Training children in modesty begins early. If parents wait to address modesty until prom preparation and high school dances, it is too late. The selection of clothing in early childhood begins shaping the preferences for later life. Before selecting body hugging and skin revealing clothes because they are 'cute,' consider if you want your son or daughter wearing similar items as a teen. Encouraging pre-teens to wear thongs and seductive garments only encourages further immodest behaviors.

Children pay attention to parental dress. Parents show them how adults are supposed to dress. Going shirtless or parading around the house in undergarments sends messages to our children. Such behavior makes it embarrassing to bring friends over and increases an uncomfortable self-consciousness within young children. Although some Ivy League schools encourage co-ed bathrooms, such behavior is offensive to more modest Texas values in our community.

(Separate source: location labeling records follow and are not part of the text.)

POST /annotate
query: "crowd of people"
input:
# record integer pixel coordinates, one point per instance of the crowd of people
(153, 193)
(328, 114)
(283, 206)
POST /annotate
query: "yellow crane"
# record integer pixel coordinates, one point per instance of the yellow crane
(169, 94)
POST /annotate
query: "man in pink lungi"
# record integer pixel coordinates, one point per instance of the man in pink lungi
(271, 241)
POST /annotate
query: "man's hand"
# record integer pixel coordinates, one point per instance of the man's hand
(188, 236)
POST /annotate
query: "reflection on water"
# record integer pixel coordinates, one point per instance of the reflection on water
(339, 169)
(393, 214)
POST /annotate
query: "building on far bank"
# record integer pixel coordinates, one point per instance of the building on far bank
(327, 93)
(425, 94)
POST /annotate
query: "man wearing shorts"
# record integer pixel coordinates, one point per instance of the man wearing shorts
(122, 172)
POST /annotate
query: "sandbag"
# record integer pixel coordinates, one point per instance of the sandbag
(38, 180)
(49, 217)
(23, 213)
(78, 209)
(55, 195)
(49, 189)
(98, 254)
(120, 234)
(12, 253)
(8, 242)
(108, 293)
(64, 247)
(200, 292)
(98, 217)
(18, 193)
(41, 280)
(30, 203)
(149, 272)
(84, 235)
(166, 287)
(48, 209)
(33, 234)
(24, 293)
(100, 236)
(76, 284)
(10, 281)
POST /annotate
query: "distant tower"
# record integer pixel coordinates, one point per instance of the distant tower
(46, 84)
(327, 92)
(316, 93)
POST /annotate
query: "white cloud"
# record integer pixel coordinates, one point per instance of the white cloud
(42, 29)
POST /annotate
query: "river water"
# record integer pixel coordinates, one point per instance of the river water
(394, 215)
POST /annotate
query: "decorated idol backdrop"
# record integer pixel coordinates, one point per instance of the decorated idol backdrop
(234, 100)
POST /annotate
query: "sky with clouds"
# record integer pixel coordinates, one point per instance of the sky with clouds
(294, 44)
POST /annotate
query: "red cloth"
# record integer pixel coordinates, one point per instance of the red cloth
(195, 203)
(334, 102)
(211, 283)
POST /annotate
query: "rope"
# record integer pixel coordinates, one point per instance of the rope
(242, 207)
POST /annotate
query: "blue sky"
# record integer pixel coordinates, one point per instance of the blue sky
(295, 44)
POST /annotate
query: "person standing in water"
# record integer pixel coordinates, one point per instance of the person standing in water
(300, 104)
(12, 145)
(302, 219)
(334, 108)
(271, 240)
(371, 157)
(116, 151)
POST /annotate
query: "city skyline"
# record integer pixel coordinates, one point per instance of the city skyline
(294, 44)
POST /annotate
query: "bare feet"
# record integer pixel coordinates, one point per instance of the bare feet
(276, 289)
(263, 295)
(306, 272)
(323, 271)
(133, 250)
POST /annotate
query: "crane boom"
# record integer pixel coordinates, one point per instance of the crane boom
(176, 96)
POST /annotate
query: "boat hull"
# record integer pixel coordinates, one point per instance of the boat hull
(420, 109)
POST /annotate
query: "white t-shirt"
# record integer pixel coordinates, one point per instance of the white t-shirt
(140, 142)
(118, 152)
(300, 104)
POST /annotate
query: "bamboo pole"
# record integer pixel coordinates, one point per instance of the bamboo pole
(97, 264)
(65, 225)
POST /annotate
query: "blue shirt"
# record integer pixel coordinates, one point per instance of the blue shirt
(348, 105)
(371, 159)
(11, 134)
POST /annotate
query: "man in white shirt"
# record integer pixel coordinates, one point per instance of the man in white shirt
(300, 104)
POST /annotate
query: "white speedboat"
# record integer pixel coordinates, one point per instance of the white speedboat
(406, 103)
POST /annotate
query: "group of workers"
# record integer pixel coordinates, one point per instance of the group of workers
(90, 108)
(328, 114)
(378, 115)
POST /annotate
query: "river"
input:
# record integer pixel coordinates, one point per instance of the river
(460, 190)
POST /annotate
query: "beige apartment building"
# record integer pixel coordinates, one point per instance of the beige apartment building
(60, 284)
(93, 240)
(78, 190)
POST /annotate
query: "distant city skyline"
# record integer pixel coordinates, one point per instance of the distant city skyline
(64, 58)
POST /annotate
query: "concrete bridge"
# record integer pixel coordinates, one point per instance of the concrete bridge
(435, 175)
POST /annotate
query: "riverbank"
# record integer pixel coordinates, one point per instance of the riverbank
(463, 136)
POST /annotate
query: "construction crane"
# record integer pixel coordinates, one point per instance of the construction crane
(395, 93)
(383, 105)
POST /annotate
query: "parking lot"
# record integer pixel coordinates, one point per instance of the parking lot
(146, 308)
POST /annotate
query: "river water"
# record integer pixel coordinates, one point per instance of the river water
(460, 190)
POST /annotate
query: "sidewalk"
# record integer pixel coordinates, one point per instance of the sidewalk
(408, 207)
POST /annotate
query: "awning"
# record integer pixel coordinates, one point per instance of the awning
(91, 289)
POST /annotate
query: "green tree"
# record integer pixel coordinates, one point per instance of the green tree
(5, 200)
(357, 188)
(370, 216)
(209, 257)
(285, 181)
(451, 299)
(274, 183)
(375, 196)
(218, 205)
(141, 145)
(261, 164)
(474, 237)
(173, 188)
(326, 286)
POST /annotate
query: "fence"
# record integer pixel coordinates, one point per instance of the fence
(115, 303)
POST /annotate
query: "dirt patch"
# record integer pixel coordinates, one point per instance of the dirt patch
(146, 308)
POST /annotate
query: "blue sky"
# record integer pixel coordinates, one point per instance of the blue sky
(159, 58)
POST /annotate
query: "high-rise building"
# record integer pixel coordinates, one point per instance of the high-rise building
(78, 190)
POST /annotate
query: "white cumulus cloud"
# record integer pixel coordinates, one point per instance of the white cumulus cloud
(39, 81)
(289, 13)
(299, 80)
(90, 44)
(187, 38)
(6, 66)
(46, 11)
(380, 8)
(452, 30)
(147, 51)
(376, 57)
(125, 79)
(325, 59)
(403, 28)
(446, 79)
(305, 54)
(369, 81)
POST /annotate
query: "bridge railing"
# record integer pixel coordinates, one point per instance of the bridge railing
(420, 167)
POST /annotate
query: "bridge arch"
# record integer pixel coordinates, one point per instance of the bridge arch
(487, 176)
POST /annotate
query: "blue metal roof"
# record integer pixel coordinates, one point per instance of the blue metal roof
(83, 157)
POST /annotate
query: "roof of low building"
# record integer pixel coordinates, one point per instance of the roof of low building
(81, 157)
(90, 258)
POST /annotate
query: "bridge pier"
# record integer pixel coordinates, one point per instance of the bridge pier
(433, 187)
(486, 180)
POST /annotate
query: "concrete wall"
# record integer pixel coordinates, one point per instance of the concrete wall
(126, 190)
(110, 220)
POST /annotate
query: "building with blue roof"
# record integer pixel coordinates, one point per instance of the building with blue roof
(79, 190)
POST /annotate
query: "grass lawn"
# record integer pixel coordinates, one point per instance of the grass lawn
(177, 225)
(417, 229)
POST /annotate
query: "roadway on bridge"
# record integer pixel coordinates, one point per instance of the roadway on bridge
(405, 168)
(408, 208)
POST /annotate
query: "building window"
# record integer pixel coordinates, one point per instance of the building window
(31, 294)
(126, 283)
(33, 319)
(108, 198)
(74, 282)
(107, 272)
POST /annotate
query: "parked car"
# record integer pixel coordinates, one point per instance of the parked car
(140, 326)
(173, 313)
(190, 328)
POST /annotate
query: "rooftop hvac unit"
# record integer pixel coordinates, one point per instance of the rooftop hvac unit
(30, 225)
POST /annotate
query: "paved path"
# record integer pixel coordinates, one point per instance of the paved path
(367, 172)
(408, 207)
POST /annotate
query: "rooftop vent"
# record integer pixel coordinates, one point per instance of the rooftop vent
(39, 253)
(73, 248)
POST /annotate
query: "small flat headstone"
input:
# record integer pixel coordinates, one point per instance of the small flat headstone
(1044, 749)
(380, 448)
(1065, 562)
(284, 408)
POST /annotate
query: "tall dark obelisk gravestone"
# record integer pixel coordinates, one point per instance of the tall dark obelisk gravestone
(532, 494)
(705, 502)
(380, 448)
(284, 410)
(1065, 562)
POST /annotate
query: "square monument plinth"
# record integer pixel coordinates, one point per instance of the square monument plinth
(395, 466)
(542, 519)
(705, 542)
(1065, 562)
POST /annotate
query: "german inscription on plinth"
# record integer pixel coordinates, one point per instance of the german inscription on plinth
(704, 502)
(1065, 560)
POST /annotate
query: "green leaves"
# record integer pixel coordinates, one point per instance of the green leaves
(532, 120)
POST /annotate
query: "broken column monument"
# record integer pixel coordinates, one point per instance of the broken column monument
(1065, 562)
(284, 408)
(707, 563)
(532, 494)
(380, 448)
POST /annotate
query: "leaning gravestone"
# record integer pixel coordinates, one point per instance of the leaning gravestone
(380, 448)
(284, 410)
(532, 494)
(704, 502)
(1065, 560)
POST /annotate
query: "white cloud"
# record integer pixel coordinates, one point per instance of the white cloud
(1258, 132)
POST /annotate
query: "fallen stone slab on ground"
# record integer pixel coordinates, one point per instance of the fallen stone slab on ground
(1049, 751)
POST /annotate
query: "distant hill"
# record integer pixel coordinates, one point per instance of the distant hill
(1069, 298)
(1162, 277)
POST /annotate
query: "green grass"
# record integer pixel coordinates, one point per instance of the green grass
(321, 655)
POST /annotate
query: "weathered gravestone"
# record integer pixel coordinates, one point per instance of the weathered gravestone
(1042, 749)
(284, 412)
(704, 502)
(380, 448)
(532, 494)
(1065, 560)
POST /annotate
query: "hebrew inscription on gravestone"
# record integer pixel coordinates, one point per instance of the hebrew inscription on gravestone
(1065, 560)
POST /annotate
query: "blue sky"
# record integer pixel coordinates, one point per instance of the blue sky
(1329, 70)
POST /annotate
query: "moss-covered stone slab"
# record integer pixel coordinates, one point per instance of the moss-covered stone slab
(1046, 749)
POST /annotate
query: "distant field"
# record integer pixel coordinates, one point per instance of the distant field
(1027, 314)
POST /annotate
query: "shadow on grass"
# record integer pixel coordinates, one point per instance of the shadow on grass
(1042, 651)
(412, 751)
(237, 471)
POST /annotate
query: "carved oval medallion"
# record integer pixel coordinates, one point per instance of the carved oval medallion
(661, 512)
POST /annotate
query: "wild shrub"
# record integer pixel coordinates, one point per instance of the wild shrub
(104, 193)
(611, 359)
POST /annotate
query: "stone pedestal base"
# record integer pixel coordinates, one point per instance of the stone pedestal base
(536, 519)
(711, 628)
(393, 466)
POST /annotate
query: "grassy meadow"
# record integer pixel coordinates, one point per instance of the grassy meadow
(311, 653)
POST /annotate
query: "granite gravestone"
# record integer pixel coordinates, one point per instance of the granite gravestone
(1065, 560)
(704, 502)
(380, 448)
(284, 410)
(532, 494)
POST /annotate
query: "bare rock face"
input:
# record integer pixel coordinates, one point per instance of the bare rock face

Parental attitudes are important. Problems develop when parents place extreme emphasis on physical features rather than internal qualities or talents. Referring to members of the opposite sex as 'body parts' rather than as persons not only fosters physical, but also mental immodesty. If the only time parents give attention to their children is when they are dressed immodestly, they then learn how to repeat those reactions with other adults. If dad or mom only show interest in members of the opposite gender based on the amount of skin displayed, children learn such behaviors as a way to receive attention. The children learn from what they observe, rather than what they are told.

It is troubling that more alarm occurred recently regarding a student wearing a Mississippi state flag shirt rather than the influence of immodest dress and behavior of children. Excessively tight kakhi pants that leave little to the imagination, immodest gestures and frequent viewing of music videos directed by pornographers corrupt morals faster than any t-shirt containing a message would. Yet, parental actions speak louder than words concerning what is considered a threat.

Reversing the societal trend toward increasing immodesty will not occur overnight. Parents can begin changing this trend within their home. Parental behavior needs to reflect that modesty in conduct, behavior, language and thought is a priority by example.